AI’s remote dependency telemetry provides you with free insights into the overall health and performance of calls into your remote end-point (i.e. – It gives you the blue line). With a bit of custom code implemented as an AI Telemetry Processor extension you can generate your own network health and performance metrics (i.e. – the orange line).

To simulate a network slowdown and to show how it looks in Application Insights, I setup my website on an Azure VM and used a network WAN simulator to introduce high network latency for the calls to the Yahoo API endpoint. Below you can see that how the metrics in AI provide you with clear data that matches the “Network Issue” pattern above (i.e. the network slowdown directly correlates to the remote dependency slowdown):

2016-05-18_19h00_13

So, with a little bit of custom code I was able to extend to AI telemetry to give me ongoing network diagnostics that are dynamically spun up as my application connects to new endpoints. That is pretty cool!

Implementation details

The steps needed to implement the Ping Mesh solution were pretty minimal in terms of hooking into the AI Telemetry pipeline. Most of the code was implemented in a custom PingMesh.dll.
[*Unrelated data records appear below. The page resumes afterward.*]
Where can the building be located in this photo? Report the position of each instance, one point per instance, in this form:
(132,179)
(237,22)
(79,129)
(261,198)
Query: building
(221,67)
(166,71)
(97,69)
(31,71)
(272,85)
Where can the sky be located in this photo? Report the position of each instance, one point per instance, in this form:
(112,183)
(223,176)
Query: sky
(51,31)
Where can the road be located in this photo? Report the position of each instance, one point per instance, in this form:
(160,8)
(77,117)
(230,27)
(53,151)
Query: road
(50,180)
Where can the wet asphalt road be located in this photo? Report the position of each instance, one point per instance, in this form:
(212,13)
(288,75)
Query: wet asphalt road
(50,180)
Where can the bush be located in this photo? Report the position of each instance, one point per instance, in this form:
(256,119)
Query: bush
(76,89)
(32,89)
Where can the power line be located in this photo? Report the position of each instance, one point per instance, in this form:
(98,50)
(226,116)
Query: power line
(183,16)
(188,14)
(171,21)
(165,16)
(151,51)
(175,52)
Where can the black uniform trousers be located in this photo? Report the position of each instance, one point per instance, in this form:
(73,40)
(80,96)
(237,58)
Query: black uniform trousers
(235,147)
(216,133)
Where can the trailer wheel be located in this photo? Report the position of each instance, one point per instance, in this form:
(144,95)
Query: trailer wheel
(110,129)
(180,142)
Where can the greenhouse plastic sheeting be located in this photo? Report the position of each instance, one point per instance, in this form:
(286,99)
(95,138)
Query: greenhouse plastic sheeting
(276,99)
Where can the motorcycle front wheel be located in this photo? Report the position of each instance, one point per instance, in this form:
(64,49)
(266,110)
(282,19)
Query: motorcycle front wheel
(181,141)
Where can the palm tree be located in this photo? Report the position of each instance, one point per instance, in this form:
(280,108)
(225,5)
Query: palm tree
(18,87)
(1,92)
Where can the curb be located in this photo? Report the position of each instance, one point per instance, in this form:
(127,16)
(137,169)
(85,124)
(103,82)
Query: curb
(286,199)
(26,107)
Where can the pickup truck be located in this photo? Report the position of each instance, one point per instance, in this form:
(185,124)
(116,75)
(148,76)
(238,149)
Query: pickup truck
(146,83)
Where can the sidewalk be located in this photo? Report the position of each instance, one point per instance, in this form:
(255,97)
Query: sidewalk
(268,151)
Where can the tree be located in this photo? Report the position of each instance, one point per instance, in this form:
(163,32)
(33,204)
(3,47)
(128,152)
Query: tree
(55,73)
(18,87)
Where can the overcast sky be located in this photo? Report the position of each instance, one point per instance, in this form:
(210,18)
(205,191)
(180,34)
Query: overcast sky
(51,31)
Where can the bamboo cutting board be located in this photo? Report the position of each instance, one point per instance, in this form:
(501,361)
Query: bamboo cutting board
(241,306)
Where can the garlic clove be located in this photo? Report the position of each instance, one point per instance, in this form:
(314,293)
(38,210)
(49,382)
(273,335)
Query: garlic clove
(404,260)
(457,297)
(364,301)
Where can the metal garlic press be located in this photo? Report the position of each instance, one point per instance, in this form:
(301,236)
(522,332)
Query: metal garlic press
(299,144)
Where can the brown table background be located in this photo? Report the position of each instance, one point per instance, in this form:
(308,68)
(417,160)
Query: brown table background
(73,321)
The high level set of steps I followed to get the solution working were:

  1. Instrument my application with latest AI SDK and setup an application within AI (right clicking on your VS project and a wizard steps you through the process).
  2. Add a reference in my project for the custom ping mesh library that implements the network diagnostics.
  3. Add code for my telemetry processor (AITelemetryProcessor.cs) and instantiate the PingMesh object in its constructor.
  4. Update the ApplicationInsights.config with the configuration for the telemetry processor.
  5. Build and run my project.

You can find the source code on GitHub.

The image below shows how the ITelemetryProcessor code was implemented:

2016-05-18_18h51_59

After creating my telemetry processor code I had to register it in the AI configuration:

2016-05-18_18h50_15[9]

The SubmitEndpointToTargetList method, in the Ping Client, is responsible for parsing the endpoint into a format that can be pinged by our network diagnostics code:

2016-05-18_18h57_55

As mentioned earlier, a “ping” thread is created when the Ping Client object is initialized. This ping thread executes every 30 seconds (I should move this setting into my extension config but have hard coded for this demo) and, as we’ll see, polls any endpoints added to the PingTarget hash set above.

2016-05-18_18h58_55

2016-05-18_18h59_24

Finally, in the Ping Client, all network diagnostics results are submitted to Application Insights as custom metrics that show if DNS or TCP issues were occurring during the test (Note: I replaced the “:” with an “_” to avoid potential issues with special characters in the metric name):

2016-05-18_18h59_53

In summary

In this post we looked at how you can author code that plugs into AI Telemetry Processor pipeline to extend the default analytics provided by AI. In our example we leveraged the remote dependency discovery that AI performs to implement diagnostics that provide a historical baseline for your network health. You could extend this implementation further to capture network state on you operating system when issues occur. Hopefully this gives you an idea of how flexible and powerful the AI telemetry processor feature is.